Japan protestiert gegen Dokdo-Besuch eines südkoreanischen Abgeordneten

Write: 2021-08-19 09:30:13Update: 2021-08-19 09:48:48

Japan protestiert gegen Dokdo-Besuch eines südkoreanischen Abgeordneten

Photo : YONHAP News

Die japanische Regierung hat bei Südkorea gegen den jüngsten Besuch eines koreanischen Abgeordneten auf Dokdo protestiert.

Das japanische Außenministerium teilte am Dienstag in einer Pressemitteilung mit, dass ein südkoreanischer Abgeordneter trotz des vorherigen Protests Japans und der Forderung nach dem Verzicht auf Dokdo gelandet sei. Man habe bei Südkorea dagegen protestiert. 

Die Äußerung bezieht sich auf eine Reise des Parlamentariers Hong Suk-joon der führenden Oppositionspartei Macht des Volks am Sonntag, dem Unabhängigkeitstag. 
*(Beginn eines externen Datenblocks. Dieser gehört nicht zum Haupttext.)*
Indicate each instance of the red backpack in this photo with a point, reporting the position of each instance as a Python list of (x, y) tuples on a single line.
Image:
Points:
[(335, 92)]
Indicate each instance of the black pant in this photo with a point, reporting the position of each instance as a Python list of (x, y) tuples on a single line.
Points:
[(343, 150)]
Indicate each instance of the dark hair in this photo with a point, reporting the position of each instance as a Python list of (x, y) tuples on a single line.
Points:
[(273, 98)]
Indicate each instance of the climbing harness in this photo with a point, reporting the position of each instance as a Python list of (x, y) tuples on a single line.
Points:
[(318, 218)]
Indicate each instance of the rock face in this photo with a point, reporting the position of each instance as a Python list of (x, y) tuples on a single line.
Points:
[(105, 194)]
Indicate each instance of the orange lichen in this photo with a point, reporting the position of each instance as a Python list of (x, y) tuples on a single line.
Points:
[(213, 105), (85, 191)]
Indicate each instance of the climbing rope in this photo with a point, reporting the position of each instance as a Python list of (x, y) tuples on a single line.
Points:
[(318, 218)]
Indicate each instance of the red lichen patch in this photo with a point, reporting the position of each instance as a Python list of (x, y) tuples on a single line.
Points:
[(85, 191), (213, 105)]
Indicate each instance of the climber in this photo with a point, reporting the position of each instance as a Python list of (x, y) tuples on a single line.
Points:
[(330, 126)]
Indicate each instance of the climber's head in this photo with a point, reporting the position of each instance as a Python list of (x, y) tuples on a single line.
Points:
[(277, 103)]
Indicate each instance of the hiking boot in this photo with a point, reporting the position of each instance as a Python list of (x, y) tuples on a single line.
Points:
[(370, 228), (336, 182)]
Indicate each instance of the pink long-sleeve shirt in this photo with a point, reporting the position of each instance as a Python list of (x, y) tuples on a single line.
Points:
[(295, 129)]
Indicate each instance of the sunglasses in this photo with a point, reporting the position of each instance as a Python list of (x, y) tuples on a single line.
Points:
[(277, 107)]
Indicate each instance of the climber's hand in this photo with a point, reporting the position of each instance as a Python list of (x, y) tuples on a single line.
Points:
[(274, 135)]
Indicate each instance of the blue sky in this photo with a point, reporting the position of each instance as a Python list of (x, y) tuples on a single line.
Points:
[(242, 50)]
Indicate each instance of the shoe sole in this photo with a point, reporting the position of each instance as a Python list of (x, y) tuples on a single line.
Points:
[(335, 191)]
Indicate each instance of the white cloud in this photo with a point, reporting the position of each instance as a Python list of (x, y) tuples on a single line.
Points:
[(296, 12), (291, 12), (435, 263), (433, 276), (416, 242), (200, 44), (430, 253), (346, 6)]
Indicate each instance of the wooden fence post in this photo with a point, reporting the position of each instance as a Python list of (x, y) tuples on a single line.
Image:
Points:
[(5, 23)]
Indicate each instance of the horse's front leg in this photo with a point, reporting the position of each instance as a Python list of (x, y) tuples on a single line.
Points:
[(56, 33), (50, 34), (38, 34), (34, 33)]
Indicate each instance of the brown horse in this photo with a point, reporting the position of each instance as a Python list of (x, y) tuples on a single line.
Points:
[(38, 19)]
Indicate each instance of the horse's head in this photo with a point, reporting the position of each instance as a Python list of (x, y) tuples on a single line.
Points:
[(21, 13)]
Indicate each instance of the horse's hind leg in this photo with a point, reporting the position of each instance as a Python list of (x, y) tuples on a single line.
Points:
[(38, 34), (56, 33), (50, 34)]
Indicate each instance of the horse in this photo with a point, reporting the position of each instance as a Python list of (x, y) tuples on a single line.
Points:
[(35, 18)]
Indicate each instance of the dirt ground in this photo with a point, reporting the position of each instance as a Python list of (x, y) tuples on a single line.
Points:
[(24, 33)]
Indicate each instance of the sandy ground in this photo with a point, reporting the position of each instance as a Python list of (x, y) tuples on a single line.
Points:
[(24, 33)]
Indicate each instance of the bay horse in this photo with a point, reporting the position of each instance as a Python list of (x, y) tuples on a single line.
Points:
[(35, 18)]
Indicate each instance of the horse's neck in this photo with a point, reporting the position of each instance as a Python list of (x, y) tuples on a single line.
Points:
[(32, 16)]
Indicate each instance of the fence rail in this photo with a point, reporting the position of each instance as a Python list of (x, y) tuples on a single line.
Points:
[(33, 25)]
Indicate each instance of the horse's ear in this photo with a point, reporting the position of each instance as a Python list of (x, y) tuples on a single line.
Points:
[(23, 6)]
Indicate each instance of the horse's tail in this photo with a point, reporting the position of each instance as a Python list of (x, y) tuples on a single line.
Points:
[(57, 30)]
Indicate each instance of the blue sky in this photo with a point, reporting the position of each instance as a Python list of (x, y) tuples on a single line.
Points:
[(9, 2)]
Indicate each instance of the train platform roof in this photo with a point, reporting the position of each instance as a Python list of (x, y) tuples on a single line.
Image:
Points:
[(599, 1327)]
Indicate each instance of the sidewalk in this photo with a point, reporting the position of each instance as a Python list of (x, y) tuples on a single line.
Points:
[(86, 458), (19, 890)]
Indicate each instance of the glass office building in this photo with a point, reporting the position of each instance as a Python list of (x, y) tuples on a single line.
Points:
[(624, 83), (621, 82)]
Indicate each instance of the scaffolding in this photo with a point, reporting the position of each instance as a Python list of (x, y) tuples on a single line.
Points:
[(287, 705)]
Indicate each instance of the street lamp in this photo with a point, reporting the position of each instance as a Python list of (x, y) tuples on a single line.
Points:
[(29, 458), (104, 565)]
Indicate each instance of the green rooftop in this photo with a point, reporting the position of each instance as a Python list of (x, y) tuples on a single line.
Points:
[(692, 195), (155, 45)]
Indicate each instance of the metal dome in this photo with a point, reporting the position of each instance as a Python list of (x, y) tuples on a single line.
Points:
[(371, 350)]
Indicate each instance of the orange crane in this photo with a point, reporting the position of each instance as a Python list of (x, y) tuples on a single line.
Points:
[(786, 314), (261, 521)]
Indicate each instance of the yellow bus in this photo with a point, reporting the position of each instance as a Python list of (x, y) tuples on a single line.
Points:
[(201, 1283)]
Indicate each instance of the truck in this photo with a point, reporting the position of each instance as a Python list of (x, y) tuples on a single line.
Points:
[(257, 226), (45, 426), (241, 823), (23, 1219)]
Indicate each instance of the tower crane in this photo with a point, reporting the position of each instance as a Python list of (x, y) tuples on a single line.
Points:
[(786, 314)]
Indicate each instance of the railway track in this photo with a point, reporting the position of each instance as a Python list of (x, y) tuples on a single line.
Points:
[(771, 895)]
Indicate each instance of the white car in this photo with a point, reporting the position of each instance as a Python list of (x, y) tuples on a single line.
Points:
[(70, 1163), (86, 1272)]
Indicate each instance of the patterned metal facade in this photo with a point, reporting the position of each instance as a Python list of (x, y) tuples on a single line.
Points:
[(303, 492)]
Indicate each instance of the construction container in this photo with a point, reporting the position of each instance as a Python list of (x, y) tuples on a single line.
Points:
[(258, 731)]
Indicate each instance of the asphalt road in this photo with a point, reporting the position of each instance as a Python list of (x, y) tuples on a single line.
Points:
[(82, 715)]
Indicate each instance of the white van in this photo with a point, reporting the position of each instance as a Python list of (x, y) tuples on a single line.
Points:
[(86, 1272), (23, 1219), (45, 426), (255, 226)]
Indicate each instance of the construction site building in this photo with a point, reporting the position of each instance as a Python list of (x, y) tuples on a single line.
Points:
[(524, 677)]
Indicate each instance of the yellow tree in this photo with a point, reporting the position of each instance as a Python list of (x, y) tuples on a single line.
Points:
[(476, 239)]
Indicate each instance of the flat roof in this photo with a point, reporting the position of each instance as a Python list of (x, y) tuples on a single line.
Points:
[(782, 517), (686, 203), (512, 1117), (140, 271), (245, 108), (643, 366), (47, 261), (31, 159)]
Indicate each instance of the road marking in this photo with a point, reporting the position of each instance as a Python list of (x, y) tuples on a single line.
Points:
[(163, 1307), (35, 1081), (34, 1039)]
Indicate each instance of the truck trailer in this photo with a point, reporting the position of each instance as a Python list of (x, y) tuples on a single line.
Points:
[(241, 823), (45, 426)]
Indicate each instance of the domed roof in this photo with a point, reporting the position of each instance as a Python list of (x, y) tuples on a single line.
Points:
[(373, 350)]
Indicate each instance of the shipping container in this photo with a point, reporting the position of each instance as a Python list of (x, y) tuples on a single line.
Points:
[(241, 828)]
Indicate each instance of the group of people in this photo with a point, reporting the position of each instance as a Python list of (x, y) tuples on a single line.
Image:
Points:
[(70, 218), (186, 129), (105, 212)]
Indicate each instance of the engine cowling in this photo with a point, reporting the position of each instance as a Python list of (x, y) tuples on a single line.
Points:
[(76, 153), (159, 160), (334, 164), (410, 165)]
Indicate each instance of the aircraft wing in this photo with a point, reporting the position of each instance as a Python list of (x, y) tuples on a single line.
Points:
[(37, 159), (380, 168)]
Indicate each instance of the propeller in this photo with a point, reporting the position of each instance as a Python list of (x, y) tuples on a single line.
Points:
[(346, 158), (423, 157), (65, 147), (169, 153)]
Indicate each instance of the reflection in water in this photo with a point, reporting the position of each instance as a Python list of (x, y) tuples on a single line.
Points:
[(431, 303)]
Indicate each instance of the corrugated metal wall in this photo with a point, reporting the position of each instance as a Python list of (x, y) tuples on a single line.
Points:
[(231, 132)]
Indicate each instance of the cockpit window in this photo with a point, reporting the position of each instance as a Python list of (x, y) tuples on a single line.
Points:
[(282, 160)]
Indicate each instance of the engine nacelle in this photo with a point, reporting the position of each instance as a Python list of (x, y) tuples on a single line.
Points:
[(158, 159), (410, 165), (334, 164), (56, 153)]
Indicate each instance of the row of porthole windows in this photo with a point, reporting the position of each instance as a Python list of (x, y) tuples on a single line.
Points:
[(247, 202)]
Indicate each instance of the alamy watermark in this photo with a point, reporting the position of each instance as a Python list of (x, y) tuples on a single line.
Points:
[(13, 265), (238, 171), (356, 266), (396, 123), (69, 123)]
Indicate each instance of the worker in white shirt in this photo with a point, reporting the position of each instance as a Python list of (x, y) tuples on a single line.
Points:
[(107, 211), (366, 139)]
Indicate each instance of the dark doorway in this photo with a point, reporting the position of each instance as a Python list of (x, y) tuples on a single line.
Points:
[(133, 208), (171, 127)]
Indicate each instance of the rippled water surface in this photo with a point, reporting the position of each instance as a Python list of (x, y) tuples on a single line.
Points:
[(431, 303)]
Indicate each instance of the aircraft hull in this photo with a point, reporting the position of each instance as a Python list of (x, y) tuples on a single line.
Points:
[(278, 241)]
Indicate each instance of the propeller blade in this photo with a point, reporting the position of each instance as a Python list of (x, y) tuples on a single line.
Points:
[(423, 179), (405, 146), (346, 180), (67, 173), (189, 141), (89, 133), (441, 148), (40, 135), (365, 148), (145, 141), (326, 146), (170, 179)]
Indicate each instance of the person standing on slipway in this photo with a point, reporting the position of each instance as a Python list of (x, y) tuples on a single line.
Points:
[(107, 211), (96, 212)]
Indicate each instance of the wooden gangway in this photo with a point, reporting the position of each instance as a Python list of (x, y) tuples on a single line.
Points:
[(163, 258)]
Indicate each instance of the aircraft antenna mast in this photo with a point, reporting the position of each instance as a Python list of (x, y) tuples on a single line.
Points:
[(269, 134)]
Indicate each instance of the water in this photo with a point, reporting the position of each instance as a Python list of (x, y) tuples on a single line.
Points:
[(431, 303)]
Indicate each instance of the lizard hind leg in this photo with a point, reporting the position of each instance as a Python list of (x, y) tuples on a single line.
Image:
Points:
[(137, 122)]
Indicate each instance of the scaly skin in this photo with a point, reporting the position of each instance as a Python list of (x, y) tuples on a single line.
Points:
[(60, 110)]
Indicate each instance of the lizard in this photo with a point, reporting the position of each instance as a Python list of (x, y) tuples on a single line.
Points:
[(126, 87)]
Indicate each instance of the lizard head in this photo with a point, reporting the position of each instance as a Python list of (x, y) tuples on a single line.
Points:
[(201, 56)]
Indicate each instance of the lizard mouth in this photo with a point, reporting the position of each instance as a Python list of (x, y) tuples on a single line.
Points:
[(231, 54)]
Takehiro Funakoshi, Generaldirektor für Asien und Ozeanien, äußerte gegenüber Kim Yong-gil, Gesandter an der südkoreanischen Botschaft in Tokio, Bedauern und forderte die Verhinderung der Wiederholung ähnlicher Fälle. In Seoul übermittelte Naoki Kumagai, stellvertretender Missionschef der japanischen Botschaft, Lee Sang-ryeol, Generaldirektor für Asien- und Pazifikangelegenheiten im Außenministerium, eine ähnliche Botschaft. 

Das japanische Außenministerium wiederholte dabei den Gebietsanspruch auf Dokdo. Der Besuch könne keinesfalls akzeptiert werden, weil die Inseln historisch und völkerrechtlich eindeutig Japans Territorium seien. 

Wie verlautete, habe Funakoshi in einem Telefonat am Dienstag Kim diese Position Japans übermittelt. Kim habe die Forderung zurückgewiesen und betont, dass Dokdo historisch, geografisch und völkerrechtlich eindeutig Südkoreas Gebiet sei. 

Auch der japanische Chefkabinettssekretär Katsunobu Kato teilte auf einer Pressekonferenz am Mittwoch mit, dass Tokio wegen des Dokdo-Besuchs bei Seoul protestiert habe. Laut der Nachrichtenagentur Kyodo sagte er, dass der Besuch äußerst bedauerlich sei.